The Rev. Kevin G. Thew Forrester’s 2009 election triggered opposition from across the church after it was revealed that he had received a Zen Buddhist ordination. Forrester had unilaterally edited the baptismal rite in church services he presided over in an effort to bypass doctrines he disagreed with, including original sin and the existence of Satan. The clergyman from Marquette, the largest city in Michigan’s geographically vast Upper Peninsula, also inserted a verse from the Koran into a church service as the Word of God.
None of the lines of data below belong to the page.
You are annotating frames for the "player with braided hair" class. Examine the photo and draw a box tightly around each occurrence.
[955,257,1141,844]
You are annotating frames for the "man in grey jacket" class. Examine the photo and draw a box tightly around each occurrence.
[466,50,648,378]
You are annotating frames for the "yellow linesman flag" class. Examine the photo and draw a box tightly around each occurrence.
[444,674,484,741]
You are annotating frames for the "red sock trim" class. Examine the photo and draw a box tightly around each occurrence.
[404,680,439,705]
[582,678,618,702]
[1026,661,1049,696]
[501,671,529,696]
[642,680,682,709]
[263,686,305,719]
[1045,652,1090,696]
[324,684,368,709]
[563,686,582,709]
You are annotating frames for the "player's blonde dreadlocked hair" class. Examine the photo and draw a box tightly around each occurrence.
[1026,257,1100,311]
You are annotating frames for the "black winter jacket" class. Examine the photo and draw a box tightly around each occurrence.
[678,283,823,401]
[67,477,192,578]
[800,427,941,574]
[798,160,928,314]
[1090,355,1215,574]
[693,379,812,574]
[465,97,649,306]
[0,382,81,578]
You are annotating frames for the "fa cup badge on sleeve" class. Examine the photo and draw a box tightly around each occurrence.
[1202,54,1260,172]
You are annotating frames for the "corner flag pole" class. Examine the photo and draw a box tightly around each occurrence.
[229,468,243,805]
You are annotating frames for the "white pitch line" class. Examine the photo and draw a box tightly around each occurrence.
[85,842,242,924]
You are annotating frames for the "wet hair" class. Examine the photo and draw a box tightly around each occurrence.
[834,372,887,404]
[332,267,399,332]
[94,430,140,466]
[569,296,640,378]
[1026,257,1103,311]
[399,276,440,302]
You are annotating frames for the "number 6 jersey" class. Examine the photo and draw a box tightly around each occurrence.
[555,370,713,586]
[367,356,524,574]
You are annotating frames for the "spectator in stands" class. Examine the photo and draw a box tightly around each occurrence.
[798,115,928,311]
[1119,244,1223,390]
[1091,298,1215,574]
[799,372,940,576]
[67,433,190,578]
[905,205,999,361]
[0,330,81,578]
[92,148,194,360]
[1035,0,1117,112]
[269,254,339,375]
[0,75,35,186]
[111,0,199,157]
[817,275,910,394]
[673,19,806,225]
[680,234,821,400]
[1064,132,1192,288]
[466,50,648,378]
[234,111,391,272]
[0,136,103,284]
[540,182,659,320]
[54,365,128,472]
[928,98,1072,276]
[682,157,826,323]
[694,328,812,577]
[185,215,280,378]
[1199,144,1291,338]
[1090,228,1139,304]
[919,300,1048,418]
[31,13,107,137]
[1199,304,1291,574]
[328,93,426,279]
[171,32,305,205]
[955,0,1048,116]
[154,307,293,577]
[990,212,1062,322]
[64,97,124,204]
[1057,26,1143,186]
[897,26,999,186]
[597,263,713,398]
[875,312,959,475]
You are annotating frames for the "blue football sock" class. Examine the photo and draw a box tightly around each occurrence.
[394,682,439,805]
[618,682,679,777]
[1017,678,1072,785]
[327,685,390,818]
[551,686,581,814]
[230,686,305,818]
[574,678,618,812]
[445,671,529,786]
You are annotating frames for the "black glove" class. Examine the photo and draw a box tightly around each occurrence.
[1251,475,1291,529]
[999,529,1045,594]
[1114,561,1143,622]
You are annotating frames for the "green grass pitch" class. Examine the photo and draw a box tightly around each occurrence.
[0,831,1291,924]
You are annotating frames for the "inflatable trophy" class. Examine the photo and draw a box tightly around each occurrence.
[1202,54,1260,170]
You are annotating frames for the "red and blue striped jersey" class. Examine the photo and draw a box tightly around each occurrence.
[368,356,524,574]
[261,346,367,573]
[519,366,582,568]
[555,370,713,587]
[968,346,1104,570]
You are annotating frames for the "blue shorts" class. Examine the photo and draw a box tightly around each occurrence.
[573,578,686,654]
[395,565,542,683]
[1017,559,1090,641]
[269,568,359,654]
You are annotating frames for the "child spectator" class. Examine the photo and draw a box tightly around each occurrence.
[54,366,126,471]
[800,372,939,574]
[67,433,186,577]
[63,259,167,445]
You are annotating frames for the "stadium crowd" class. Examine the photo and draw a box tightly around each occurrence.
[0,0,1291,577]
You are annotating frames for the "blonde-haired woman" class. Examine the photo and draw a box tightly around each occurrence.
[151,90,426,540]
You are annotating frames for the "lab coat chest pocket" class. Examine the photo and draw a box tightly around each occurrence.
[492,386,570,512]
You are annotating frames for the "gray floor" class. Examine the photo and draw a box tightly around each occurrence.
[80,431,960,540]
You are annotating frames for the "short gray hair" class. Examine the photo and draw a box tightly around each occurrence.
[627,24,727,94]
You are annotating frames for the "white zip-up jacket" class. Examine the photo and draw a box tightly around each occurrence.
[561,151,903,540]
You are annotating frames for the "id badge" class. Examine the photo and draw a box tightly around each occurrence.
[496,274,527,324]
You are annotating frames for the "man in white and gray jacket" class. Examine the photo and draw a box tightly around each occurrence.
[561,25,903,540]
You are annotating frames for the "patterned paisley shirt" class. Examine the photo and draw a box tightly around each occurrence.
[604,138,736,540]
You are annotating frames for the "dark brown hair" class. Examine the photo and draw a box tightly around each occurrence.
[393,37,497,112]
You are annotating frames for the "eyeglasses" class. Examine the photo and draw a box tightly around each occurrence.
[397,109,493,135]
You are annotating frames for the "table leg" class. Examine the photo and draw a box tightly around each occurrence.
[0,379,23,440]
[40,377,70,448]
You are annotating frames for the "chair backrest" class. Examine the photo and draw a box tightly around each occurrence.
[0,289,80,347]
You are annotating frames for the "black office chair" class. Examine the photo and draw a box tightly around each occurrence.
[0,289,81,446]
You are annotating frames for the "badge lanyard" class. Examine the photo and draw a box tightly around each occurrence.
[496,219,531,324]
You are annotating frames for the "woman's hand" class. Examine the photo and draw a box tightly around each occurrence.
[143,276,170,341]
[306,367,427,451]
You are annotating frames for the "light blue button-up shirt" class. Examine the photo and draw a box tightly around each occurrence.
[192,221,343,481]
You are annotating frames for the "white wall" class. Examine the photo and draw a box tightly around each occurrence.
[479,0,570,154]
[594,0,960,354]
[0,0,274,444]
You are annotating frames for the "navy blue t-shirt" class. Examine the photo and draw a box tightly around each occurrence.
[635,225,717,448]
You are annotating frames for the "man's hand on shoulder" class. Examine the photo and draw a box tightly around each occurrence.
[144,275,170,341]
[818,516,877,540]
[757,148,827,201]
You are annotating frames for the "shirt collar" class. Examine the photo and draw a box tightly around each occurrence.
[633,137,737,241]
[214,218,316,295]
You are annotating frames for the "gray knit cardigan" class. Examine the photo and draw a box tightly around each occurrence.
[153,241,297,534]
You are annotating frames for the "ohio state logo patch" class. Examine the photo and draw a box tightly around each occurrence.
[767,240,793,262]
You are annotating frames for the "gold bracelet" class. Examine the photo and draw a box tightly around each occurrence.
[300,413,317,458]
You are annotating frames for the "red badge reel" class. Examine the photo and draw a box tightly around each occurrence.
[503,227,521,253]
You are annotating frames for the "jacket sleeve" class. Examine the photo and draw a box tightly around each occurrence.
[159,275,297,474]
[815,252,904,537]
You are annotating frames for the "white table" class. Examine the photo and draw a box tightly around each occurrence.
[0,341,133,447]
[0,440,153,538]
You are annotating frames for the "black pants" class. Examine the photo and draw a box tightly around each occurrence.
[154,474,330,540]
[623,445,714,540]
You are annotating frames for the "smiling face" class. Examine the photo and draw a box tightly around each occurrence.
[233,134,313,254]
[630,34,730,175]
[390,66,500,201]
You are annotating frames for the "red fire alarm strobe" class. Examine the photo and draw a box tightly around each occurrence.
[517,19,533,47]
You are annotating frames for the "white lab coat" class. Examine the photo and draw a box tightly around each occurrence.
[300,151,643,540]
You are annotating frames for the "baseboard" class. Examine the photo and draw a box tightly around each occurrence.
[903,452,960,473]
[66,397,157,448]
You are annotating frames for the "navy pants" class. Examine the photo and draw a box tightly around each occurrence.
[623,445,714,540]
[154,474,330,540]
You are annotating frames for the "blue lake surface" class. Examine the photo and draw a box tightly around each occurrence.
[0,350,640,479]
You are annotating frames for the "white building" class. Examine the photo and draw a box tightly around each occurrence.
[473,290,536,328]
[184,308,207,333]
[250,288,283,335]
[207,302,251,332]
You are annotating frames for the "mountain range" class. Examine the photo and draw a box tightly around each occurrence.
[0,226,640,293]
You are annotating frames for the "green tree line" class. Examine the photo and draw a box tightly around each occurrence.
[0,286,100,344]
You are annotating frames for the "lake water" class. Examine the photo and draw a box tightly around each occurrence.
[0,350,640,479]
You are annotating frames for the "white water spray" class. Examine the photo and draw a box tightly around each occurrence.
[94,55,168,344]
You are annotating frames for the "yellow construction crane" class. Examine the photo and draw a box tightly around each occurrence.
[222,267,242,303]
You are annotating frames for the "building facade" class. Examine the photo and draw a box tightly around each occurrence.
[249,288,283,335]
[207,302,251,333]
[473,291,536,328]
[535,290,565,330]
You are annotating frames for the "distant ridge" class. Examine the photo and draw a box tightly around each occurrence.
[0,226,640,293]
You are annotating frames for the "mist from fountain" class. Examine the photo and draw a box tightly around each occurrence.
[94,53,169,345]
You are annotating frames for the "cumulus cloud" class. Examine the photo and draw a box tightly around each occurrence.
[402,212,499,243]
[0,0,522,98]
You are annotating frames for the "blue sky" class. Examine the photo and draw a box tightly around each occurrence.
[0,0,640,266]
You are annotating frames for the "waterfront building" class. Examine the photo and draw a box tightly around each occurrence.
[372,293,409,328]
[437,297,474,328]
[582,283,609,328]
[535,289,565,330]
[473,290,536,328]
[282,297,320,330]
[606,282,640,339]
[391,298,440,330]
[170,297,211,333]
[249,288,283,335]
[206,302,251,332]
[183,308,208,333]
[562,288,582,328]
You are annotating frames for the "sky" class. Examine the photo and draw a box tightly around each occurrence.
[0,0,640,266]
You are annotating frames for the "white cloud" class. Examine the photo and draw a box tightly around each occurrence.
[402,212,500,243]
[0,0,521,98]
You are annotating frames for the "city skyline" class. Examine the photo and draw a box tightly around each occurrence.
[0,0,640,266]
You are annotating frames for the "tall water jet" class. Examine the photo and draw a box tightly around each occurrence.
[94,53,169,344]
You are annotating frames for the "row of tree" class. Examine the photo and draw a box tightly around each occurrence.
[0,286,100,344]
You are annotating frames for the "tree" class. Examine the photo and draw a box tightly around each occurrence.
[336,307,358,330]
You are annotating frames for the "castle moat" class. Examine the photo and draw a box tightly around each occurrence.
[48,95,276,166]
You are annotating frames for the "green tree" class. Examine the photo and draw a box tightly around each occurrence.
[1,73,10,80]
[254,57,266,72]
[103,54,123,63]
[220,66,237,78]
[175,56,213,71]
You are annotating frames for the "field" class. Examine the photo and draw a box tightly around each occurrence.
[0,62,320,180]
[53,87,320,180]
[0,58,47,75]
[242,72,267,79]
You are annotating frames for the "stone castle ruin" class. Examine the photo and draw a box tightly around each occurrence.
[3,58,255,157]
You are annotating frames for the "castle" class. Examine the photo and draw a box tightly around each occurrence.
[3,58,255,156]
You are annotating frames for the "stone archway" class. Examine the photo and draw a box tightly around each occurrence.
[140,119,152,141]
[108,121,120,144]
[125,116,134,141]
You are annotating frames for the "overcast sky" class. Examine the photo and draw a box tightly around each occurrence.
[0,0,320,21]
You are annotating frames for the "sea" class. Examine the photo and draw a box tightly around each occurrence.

However, Forrester was never consecrated. That’s because his election to oversee the Northern Michigan diocese did not receive consent from a sufficient number of diocesan bishops and standing committees, as required by Episcopal Church canon law. It was the first time a bishop-elect had been denied consent since the 1930s, and the first time since the 1870s that one had been rejected for theological reasons.
He remained in his position as “ministry developer,” overseeing three congregations: St. Paul’s, Marquette; St. John’s, Negaunee; and Trinity, Houghton.
At the same time, publicly available numbers reveal a significantly diminished congregation.
In 2007, when Forrester began his work as ministry developer, Trinity had an average Sunday attendance of 45. In 2017, the most recently reported year, attendance had dropped to 12, while membership dropped 75 percent from 120 members to 30.
Forrester’s other two parishes also declined over the same period. St. Paul’s dropped from a 2007 attendance of 75 to fewer than 50. At St. John’s attendance is down to 15 from 27.
Forrester’s website describes him as a “teacher of the soul’s journey,” an interfaith spiritual writer and an Episcopal priest. He is also a contributing essayist for the Progressing Spirit blog of self-described “non-theist” John Shelby Spong, an infamous former Episcopal bishop from New Jersey.
In one talk featured on his blog, Forrester uncritically states that “most scholars are pretty much in agreement; he [St. Mark] pretty much created that story [about demons and healing].”
Despite few members in its congregation, the job at Trinity Houghton lists a generous compensation of up to $60,000 and four weeks’ vacation time.
“With that kind of pay it’s the best job in the diocese,” assessed Dennis Lennox, a Michigan Episcopalian and religious affairs commentator familiar with the diocese. “It might even be the best job in the Episcopal Church, given the congregation is only around 12 souls.”
As for the diocese, statistics from the Episcopal Church’s Office of the General Convention show that it has continued to wither away, shuttering six congregations between 2007 and 2017 (from 27 to 21) and dropping 40 percent in average Sunday attendance from 690 to 411. In the most recent reporting year there were only four baptisms and zero confirmations in the entire diocese.